Great! Now that AirAsia officially accepting the fact that this email is not sent out by them, I immediately reply the friend who forwarded me the mail, telling him that this is a prank email. Then I forwarded the prank mail to the address they specified me in the Twitter message. So far I haven't received any response from them about the mail, but I'm closely watching their reaction. Would they come out and tell the world on their blog that “this is a prank email” ? Or, would they just keep quiet and enjoy the free publicity they are gaining out of this, like AirTel did with the free iPhone story?

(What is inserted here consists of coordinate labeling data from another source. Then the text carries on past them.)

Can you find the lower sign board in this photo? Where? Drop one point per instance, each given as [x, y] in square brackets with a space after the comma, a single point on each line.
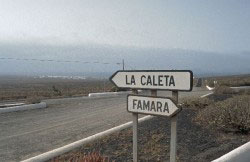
[152, 105]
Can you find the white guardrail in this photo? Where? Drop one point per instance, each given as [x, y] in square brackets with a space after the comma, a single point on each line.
[59, 151]
[240, 154]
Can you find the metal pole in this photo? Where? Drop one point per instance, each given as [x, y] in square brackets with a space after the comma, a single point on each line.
[173, 131]
[123, 66]
[135, 133]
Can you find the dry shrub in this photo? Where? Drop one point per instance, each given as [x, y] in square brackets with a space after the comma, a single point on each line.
[232, 114]
[91, 157]
[33, 100]
[199, 103]
[223, 90]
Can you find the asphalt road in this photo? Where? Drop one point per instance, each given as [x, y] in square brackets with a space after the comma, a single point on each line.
[26, 134]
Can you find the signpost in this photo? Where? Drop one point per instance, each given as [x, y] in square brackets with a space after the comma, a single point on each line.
[179, 80]
[162, 106]
[173, 80]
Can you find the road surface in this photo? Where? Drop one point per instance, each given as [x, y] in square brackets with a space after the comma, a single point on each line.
[26, 134]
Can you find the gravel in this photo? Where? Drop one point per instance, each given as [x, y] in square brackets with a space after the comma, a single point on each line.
[195, 142]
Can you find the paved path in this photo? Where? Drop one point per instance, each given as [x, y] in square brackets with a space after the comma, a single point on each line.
[25, 134]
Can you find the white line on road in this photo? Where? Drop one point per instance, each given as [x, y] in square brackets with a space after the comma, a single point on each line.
[54, 153]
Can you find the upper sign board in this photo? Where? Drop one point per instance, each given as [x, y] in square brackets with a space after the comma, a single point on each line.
[179, 80]
[152, 105]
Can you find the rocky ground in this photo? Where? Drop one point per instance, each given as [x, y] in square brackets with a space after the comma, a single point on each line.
[195, 142]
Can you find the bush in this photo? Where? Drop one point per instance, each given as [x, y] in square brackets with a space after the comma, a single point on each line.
[33, 100]
[224, 90]
[116, 89]
[80, 157]
[232, 114]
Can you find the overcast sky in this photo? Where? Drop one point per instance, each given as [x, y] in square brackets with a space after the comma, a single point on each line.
[208, 25]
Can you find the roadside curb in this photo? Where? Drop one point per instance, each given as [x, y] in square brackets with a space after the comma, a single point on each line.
[23, 107]
[59, 151]
[108, 94]
[240, 154]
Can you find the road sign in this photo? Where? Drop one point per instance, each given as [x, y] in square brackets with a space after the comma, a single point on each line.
[179, 80]
[151, 105]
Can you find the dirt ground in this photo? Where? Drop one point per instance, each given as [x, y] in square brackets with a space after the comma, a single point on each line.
[195, 142]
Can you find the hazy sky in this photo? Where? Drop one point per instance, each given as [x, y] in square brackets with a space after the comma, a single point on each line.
[208, 25]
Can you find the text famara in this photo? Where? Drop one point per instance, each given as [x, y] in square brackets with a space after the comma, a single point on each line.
[151, 105]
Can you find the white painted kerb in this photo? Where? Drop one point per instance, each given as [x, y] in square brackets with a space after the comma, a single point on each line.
[23, 107]
[240, 154]
[108, 93]
[54, 153]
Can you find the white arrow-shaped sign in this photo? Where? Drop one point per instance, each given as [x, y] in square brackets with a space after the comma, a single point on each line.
[180, 80]
[151, 105]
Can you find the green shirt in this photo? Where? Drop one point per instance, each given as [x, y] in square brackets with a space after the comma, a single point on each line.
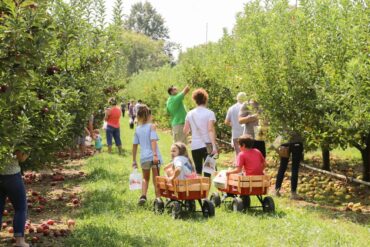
[176, 108]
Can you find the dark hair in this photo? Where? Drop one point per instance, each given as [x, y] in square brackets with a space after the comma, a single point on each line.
[200, 96]
[246, 141]
[143, 113]
[169, 90]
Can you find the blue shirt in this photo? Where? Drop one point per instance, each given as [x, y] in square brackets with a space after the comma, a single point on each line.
[98, 142]
[144, 135]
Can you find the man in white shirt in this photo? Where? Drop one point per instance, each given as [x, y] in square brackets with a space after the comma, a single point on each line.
[232, 119]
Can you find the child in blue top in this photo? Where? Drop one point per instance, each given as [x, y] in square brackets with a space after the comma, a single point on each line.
[98, 141]
[150, 157]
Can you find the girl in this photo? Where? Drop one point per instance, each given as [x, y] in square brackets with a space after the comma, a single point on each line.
[150, 158]
[182, 167]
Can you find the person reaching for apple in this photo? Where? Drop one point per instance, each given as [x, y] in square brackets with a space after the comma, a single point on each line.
[150, 157]
[12, 186]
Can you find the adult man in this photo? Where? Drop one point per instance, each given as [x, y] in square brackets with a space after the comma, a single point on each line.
[176, 109]
[248, 115]
[232, 119]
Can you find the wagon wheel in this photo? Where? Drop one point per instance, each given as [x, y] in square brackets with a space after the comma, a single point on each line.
[246, 201]
[158, 206]
[208, 208]
[190, 205]
[216, 199]
[237, 204]
[268, 204]
[176, 210]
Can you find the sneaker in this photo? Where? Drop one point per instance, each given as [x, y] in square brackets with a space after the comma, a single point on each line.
[295, 196]
[276, 193]
[142, 200]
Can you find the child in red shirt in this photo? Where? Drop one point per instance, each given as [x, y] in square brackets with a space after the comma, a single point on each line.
[250, 160]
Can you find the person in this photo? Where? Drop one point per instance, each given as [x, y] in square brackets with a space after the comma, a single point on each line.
[232, 120]
[175, 107]
[249, 117]
[113, 116]
[250, 160]
[295, 149]
[137, 105]
[131, 114]
[150, 157]
[12, 186]
[98, 141]
[201, 122]
[182, 166]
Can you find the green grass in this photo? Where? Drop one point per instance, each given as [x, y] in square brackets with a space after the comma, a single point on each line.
[109, 216]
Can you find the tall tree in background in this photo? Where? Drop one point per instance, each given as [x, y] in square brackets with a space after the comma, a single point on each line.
[118, 13]
[145, 19]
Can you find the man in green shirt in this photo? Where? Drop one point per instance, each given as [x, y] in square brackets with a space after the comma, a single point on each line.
[176, 109]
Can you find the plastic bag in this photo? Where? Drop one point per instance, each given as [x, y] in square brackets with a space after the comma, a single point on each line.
[220, 180]
[88, 141]
[105, 125]
[209, 165]
[136, 180]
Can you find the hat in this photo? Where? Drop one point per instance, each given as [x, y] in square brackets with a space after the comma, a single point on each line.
[241, 97]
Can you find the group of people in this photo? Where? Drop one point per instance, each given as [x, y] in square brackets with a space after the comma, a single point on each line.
[243, 118]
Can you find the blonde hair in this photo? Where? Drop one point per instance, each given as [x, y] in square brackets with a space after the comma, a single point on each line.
[143, 114]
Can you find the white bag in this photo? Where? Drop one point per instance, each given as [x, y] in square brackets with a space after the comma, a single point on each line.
[105, 125]
[136, 180]
[88, 141]
[209, 165]
[220, 180]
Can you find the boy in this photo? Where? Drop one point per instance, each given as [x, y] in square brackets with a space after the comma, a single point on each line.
[250, 160]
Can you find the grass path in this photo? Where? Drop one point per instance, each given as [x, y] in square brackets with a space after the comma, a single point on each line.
[109, 216]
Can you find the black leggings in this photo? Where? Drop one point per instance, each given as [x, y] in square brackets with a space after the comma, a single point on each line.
[260, 145]
[296, 149]
[199, 156]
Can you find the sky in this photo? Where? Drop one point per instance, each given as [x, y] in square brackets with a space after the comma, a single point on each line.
[187, 19]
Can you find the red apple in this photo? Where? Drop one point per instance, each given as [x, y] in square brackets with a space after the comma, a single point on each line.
[39, 229]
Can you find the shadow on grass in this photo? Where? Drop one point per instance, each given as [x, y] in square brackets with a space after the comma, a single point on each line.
[358, 218]
[103, 200]
[91, 235]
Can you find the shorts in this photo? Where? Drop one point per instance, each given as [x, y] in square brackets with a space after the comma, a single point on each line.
[178, 134]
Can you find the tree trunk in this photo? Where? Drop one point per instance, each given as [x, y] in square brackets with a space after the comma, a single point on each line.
[325, 159]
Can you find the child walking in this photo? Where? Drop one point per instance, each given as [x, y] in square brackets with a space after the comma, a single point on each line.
[182, 167]
[250, 160]
[98, 141]
[150, 157]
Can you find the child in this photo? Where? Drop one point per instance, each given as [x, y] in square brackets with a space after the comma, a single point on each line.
[150, 158]
[182, 165]
[98, 141]
[250, 160]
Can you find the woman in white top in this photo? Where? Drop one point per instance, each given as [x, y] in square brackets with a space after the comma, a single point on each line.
[201, 122]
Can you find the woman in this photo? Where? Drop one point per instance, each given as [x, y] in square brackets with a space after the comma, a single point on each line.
[113, 116]
[11, 186]
[201, 122]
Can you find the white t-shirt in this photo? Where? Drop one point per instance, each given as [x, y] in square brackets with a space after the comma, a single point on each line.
[184, 164]
[199, 119]
[233, 116]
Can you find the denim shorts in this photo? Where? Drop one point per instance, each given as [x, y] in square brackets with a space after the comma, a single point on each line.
[113, 133]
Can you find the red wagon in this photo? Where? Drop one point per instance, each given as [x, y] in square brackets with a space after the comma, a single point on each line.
[239, 188]
[181, 196]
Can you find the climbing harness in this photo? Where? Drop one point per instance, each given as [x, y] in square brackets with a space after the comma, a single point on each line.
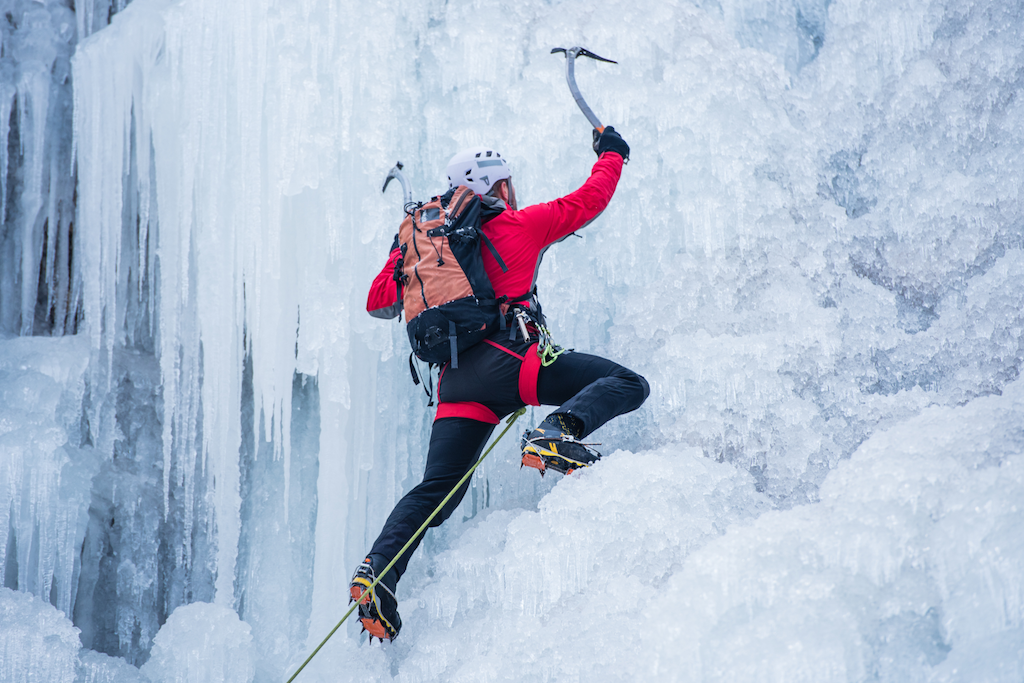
[508, 425]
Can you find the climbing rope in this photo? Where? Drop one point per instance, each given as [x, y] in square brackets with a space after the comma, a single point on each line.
[547, 349]
[465, 477]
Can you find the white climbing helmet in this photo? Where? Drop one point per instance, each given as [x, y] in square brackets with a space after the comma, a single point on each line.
[478, 169]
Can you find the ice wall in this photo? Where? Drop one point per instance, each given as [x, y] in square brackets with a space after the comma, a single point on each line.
[38, 291]
[816, 244]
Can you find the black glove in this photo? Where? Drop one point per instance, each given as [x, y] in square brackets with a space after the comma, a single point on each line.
[609, 140]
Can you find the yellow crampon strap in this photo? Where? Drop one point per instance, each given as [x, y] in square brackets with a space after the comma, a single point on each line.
[465, 477]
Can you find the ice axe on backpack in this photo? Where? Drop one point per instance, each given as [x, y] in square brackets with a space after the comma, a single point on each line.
[570, 54]
[395, 172]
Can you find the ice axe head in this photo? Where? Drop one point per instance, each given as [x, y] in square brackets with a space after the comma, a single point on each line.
[570, 55]
[395, 172]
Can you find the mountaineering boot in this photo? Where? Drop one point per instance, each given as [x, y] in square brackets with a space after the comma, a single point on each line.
[379, 609]
[555, 445]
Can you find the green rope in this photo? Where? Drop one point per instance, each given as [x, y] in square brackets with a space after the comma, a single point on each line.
[465, 477]
[548, 350]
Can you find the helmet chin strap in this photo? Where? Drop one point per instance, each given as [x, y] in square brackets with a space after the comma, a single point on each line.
[504, 190]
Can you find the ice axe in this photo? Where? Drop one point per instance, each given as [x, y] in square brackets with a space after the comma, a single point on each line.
[570, 55]
[395, 172]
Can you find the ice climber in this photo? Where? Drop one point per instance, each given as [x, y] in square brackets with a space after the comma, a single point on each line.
[500, 375]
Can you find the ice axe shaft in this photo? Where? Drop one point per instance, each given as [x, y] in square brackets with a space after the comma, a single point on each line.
[570, 55]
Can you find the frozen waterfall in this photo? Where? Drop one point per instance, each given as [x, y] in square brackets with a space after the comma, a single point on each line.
[815, 256]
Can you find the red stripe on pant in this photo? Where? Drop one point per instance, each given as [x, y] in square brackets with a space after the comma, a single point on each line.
[467, 409]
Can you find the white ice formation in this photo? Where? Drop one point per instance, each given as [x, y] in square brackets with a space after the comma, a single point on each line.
[815, 256]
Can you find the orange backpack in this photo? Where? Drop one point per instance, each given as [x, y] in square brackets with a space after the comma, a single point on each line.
[449, 301]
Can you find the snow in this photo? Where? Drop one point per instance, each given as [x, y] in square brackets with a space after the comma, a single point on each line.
[202, 642]
[39, 643]
[814, 255]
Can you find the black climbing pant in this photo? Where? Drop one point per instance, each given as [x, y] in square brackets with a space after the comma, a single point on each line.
[592, 389]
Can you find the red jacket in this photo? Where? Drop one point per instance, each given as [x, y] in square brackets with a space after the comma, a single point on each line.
[519, 237]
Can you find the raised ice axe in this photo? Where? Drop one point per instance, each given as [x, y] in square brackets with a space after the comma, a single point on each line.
[395, 172]
[570, 54]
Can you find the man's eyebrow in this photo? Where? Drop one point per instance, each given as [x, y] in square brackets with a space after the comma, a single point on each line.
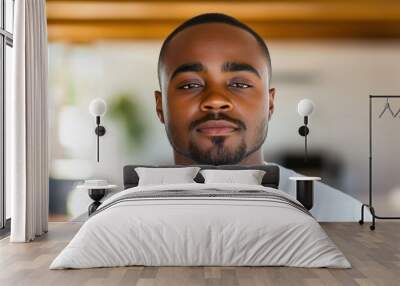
[188, 67]
[236, 66]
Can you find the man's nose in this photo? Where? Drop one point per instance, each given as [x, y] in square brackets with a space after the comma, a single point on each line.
[216, 102]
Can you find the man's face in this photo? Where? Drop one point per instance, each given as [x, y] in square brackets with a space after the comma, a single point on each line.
[215, 100]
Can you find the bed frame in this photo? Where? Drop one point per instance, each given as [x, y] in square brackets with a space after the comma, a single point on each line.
[270, 179]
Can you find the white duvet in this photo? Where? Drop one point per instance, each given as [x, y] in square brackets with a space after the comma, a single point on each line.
[207, 230]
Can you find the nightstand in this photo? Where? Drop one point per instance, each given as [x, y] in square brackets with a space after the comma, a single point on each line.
[305, 190]
[96, 193]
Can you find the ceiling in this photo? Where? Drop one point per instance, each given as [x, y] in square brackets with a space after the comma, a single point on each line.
[94, 20]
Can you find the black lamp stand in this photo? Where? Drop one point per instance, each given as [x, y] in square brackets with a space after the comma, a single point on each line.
[303, 131]
[100, 131]
[369, 205]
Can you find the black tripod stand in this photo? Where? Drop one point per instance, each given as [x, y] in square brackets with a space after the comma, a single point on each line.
[369, 205]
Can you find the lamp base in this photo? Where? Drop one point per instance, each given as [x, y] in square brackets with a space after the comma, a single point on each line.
[100, 130]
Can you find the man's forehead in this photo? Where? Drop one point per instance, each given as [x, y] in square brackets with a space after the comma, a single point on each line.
[214, 43]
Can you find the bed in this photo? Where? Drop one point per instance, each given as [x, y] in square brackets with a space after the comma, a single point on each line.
[201, 224]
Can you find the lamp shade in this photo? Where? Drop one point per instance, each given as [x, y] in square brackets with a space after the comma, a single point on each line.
[97, 107]
[305, 107]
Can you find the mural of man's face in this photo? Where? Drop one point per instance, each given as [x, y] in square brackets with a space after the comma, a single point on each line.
[215, 100]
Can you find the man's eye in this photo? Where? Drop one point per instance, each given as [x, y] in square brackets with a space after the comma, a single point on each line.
[190, 86]
[240, 85]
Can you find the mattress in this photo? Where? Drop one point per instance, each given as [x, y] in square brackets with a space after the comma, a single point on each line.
[201, 225]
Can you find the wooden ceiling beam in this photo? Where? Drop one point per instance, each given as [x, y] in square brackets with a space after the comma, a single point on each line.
[93, 20]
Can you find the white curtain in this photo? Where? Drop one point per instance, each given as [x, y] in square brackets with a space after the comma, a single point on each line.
[27, 122]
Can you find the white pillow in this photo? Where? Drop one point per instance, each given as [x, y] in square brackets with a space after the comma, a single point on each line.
[249, 177]
[162, 176]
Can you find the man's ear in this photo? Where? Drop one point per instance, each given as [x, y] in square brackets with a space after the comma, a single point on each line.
[160, 113]
[271, 99]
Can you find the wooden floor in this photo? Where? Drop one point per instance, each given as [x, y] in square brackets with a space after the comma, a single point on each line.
[374, 255]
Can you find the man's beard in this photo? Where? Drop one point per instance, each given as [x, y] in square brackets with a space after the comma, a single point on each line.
[218, 154]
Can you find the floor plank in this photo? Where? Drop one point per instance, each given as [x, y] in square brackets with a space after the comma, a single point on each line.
[374, 255]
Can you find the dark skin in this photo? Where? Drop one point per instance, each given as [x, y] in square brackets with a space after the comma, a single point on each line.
[215, 100]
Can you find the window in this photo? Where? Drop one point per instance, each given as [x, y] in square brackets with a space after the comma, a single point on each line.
[6, 44]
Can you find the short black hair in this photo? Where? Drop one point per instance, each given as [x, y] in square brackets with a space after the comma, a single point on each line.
[214, 18]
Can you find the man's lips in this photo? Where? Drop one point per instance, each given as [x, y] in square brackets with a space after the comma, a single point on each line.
[217, 127]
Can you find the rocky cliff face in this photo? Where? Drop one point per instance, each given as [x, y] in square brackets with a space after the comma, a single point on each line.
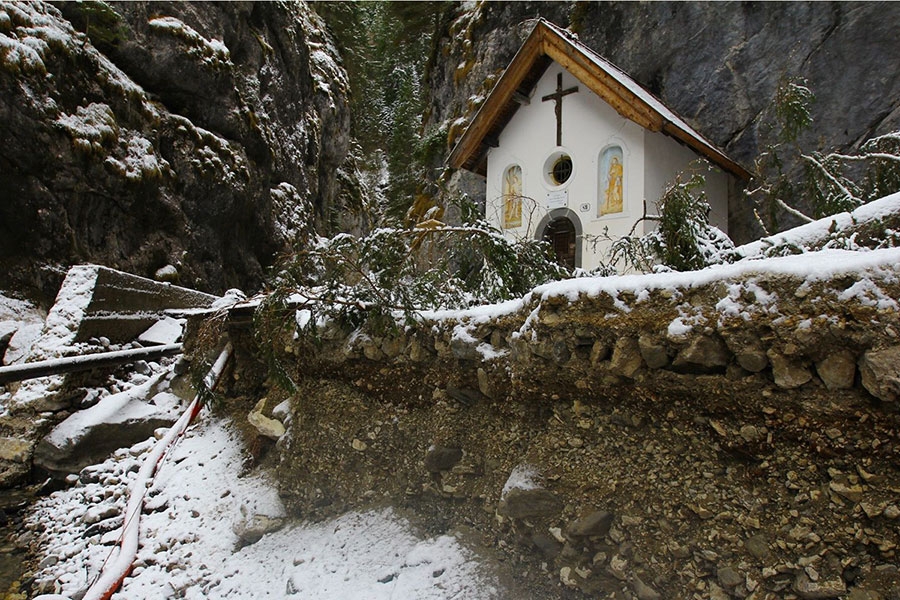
[140, 135]
[716, 64]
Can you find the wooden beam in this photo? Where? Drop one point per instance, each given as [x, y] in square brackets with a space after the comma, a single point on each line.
[710, 152]
[84, 362]
[521, 98]
[625, 102]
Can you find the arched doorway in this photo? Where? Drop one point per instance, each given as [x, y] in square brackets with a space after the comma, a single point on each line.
[561, 234]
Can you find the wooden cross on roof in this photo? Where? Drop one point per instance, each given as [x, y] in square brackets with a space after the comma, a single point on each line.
[557, 97]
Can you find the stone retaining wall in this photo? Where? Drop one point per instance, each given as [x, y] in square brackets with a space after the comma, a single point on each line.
[729, 433]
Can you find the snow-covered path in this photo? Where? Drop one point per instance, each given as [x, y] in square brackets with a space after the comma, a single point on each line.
[188, 547]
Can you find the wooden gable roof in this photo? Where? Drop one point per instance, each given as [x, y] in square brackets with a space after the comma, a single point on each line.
[548, 43]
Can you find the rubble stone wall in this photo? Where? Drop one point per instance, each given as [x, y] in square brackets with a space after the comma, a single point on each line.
[728, 435]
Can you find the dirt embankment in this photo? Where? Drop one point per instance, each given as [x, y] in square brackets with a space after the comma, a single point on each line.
[731, 438]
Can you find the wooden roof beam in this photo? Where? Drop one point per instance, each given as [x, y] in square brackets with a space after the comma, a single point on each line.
[503, 91]
[601, 83]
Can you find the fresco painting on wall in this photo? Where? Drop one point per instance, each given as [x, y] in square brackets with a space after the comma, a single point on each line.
[612, 169]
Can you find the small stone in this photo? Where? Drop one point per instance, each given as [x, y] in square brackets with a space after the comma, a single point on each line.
[752, 359]
[837, 371]
[626, 359]
[521, 503]
[548, 546]
[565, 576]
[750, 433]
[758, 547]
[141, 367]
[644, 591]
[853, 493]
[705, 354]
[728, 577]
[815, 590]
[871, 510]
[653, 353]
[15, 450]
[442, 458]
[251, 530]
[787, 373]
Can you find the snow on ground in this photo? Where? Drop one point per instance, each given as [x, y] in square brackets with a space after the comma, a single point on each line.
[189, 549]
[23, 318]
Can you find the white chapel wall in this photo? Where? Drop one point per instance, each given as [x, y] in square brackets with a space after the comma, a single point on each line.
[589, 126]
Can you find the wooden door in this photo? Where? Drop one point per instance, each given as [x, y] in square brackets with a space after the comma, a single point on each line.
[561, 235]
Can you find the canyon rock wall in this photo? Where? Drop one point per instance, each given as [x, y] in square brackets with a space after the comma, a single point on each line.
[201, 136]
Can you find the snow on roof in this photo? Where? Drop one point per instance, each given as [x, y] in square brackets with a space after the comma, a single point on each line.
[548, 42]
[634, 87]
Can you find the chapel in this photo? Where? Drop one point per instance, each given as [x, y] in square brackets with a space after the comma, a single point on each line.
[572, 150]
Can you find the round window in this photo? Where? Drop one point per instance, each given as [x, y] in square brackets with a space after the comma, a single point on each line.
[558, 169]
[562, 169]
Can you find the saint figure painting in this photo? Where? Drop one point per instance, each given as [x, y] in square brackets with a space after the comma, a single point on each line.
[611, 173]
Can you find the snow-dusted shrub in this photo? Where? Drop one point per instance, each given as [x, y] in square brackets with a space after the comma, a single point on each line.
[684, 239]
[830, 182]
[379, 281]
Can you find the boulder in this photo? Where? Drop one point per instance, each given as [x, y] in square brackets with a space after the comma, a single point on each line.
[596, 523]
[266, 426]
[880, 371]
[521, 503]
[117, 421]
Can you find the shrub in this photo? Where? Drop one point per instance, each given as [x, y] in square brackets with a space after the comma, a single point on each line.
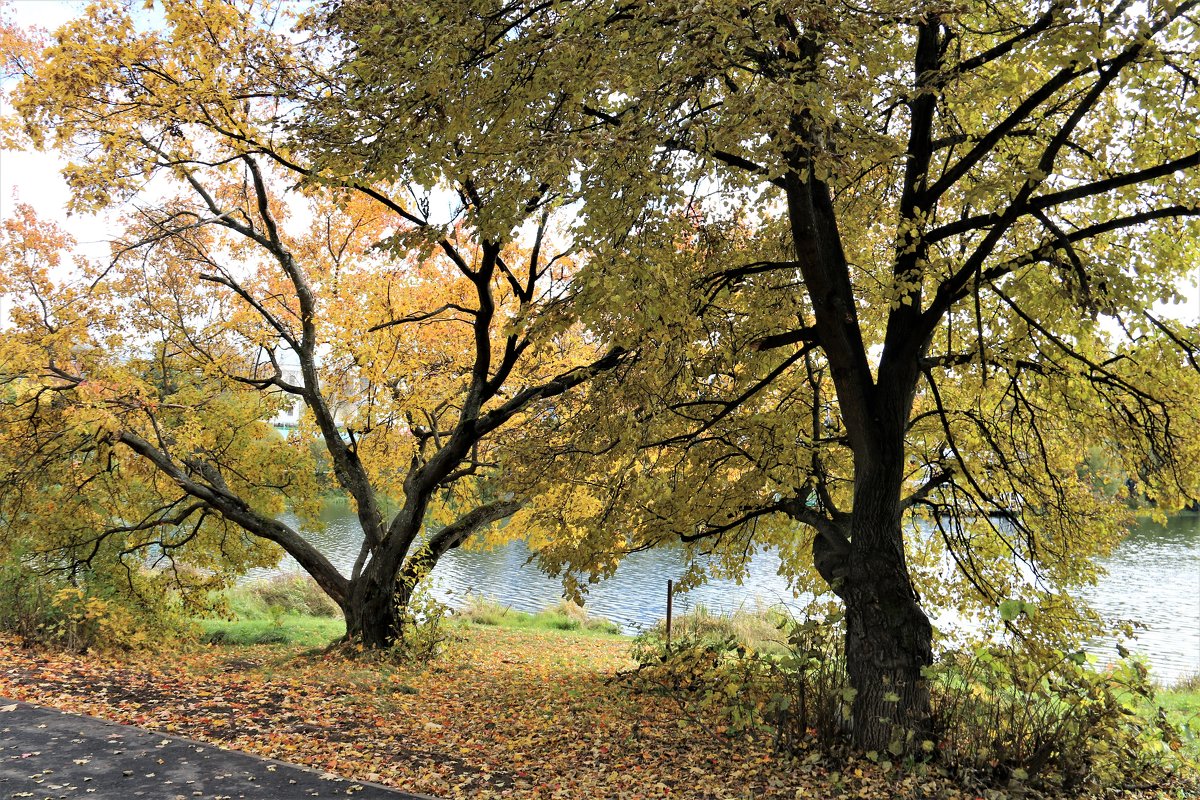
[791, 684]
[79, 617]
[1005, 716]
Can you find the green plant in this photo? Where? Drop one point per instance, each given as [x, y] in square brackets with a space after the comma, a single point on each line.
[1007, 716]
[568, 615]
[481, 611]
[423, 631]
[790, 683]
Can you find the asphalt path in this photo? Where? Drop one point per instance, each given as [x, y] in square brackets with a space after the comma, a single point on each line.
[51, 755]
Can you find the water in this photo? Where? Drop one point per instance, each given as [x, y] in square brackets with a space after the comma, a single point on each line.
[1153, 578]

What's the learning point to take out of this incident? This AirAsia free ticket deal is a prank, making it's circles all over Sri Lanka. The same thing happened with, now famous “Airtel Launch in Sri Lanka” prank email which went for a good amount of cycles all over the country. Most of the Internet users in Sri Lanka are not aware of organized prank emails. But, this is a common phenomenon experienced regularly by Internet users in other countries. Nokia give away free phones, Bill Gates give away one dollar per email forward, are few such scams to remember.

Why would someone do this?

Not a difficult question! They want to “harvest” your email address book. Unprofessional email marketing companies use this type of cheap tactics to build their email marketing lists. Later, they re-sell these email lists to other companies to send you promotional email.s You might think “It's not a big deal for me to receive an occasional promotional email from someone”. But, if you ask any of the American citizen, they will tell you how these “occasional” emails could suddenly become floods of spam emails, promoting you Viagra pills or cheap Replica watches.

Prank emails are not the only method used by spam list collectors to harvest your email. They use sophisticated web extractor tools, to collect email addresses you publicly leave on other websites on the internee (Eg: on discussion forums, Yahoo groups etc). If you want to avoid these web extractor tools, and publish your email; use a little tactic like the one I used to publish my contact email in the “About me” section on this blog.

Next time if you receive an “unbelievable offer” from someone you know; take few seconds before you hit the forward button like a brainless machine. You can do a great favor to all your friends, and to this budding email marketing industry in Sri Lanka, by discouraging this type of scammers. Educate your friends about this, by forwarding this post to those who may concern.